The Google search engine continues to demonstrate its use as a tool for predicting human behaviour and activity based on the frequency of topics searched by its users. Google data has been used to track flu activity and even fertility behaviour. A Banca D’Italia November 2012 working paper by Francesco D’Amuri and Juri Marcucci is the latest installment on using the predictive power of Google searches and applies it to forecast US unemployment. As the authors note, such an approach has already been examined for unemployment in Germany, Italy and Israel.
D’Amuri and Marcucci construct a Google Index(GI) of internet job-search intensity and use it as a leading indicator to predict the US monthly unemployment rate. Indeed, they argue it is the best leading indicator for predicting this variable when comparing it with the use of Initial Claims which is a widely accepted leading indicator for the US unemployment rate. This they do by estimating standard time series (ARMA) models of monthly unemployment that are grouped into models that include or exclude the GI over assorted time spans. Generally, the Google-based models perform with lower MSEs. They conclude:” Notwithstanding its limited time availability (Google data are available since January 2004) we believe that the GI should routinely be included in time series models to predict unemployment dynamics. We fully expect that the use of internet-based data will become widespread in economic research in the near future.” Of course, the rather short time range for which a Google Index (GI) can be constructed for is an issue given that the Initial Claims (IC) data are available going back to 1967.
The construction of the Google Index (GI) in this case is focused on the use of the keyword “jobs”. According to the authors: “First, we found that the keyword “jobs” was the most popular among different job-search-related keywords… the second reason why we chose the keyword “jobs” is that we believe that it is widely used across the broadest range of job seekers, and as a consequence is less sensitive to the presence of demand or supply shocks specific to subgroups of workers that could bias the values of the GI”. Combinations of terms such as “public jobs” are also used.
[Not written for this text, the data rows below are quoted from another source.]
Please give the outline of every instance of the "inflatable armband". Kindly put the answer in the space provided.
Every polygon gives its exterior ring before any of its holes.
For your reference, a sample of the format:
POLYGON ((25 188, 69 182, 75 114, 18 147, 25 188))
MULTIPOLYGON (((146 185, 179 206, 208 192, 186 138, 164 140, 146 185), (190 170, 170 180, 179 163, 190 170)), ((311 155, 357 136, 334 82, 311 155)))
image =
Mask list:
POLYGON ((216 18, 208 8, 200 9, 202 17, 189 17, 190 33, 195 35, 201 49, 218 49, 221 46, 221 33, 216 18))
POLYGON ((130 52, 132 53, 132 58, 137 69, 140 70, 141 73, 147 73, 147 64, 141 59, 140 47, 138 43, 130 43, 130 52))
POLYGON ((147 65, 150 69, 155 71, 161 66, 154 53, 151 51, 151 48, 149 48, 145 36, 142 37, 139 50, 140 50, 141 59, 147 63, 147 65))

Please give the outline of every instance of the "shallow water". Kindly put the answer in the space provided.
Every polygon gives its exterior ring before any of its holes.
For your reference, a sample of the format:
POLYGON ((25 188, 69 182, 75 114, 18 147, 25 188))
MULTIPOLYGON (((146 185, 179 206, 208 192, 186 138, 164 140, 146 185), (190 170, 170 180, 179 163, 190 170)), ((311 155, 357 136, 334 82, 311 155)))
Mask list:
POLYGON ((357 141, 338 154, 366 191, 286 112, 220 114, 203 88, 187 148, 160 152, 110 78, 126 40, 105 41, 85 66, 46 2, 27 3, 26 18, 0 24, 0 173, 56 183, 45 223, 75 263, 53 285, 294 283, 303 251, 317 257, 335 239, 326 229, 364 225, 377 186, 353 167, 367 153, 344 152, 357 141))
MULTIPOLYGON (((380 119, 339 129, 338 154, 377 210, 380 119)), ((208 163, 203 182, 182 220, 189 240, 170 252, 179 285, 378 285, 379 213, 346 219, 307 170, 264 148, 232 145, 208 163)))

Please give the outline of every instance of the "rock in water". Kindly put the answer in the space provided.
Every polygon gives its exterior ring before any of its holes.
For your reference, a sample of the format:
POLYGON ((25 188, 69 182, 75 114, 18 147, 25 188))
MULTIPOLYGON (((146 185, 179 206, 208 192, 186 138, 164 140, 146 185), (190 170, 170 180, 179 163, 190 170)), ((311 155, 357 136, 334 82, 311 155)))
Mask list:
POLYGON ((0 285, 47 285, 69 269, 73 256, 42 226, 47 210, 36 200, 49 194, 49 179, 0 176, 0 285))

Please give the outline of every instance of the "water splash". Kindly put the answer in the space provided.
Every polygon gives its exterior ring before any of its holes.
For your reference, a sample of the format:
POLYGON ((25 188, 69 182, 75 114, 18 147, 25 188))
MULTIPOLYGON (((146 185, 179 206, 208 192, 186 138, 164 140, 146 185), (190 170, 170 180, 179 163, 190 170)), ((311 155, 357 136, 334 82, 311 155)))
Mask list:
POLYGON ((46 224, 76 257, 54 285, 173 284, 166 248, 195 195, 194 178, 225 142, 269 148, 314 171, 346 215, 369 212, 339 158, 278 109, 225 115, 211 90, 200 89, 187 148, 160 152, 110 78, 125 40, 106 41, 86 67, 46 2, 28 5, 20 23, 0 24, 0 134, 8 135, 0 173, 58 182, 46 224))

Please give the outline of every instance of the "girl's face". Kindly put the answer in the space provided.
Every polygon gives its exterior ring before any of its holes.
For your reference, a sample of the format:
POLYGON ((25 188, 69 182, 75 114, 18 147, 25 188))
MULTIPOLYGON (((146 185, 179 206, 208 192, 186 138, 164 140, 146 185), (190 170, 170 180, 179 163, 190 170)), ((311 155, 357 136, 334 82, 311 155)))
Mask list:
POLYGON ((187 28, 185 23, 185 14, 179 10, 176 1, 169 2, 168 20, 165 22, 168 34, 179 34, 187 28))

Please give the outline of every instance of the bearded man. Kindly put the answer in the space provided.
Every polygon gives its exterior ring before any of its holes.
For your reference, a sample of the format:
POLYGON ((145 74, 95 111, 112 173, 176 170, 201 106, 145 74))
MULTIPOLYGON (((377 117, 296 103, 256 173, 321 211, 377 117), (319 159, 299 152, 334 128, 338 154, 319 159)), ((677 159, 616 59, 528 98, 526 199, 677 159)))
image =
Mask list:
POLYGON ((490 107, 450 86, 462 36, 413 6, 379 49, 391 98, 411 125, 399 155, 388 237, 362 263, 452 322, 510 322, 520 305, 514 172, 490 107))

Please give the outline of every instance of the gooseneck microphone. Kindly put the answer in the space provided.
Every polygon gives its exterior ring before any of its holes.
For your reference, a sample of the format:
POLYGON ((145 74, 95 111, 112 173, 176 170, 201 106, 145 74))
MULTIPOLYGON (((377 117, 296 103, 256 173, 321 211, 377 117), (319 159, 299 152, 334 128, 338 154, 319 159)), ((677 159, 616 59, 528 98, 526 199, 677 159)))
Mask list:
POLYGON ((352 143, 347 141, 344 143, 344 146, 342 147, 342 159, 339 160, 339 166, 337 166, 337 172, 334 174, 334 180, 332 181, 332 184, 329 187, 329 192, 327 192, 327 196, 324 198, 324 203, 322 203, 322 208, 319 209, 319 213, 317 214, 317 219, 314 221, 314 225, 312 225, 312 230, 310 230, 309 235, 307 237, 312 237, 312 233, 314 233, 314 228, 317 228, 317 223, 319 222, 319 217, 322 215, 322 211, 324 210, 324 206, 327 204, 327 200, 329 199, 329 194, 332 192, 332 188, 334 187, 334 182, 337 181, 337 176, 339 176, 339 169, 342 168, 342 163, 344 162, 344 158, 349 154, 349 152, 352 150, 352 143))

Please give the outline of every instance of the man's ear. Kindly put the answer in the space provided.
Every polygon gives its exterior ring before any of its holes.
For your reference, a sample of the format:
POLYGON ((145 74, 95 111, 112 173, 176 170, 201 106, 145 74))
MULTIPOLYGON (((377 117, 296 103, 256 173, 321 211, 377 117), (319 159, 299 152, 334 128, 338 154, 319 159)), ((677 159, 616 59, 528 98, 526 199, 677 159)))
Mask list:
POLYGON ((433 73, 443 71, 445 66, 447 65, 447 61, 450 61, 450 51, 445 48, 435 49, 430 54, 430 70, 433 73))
In an attempt to improve precision, authors even subtract the keyword searches for “Steve Jobs” which would undoubtedly be quite important especially given the time range for the GI is post 2004.
Given the prediction made by the authors that the use of internet-based data will become more widespread in economic research in the future, one cannot help but wonder if indicators constructed by such techniques will not be more susceptible to “manipulation.” Frances Woolley on Twitter recently drew my attention to the “gaming” of Google Scholar citations. Would it not be possible for indicators of unemployment or retail activity to be “gamed” by having computer programs written and set loose on the internet that input certain search terms on a massive scale in order to create “trends” that can be exploited for marketing or stock market purposes? Do we want to tie changes in money supply and interest rates to expansions or contractions in economic activity picked up by Google searching if we are not sure where the source of the activity is coming from? What safeguards can be put in place to filter out any such effects? I’m not saying older or traditional economic indicators are the best – all data sources have their issues. However, I think we need to anticipate what the issues of new indicators might be especially in the case of internet-based indicators.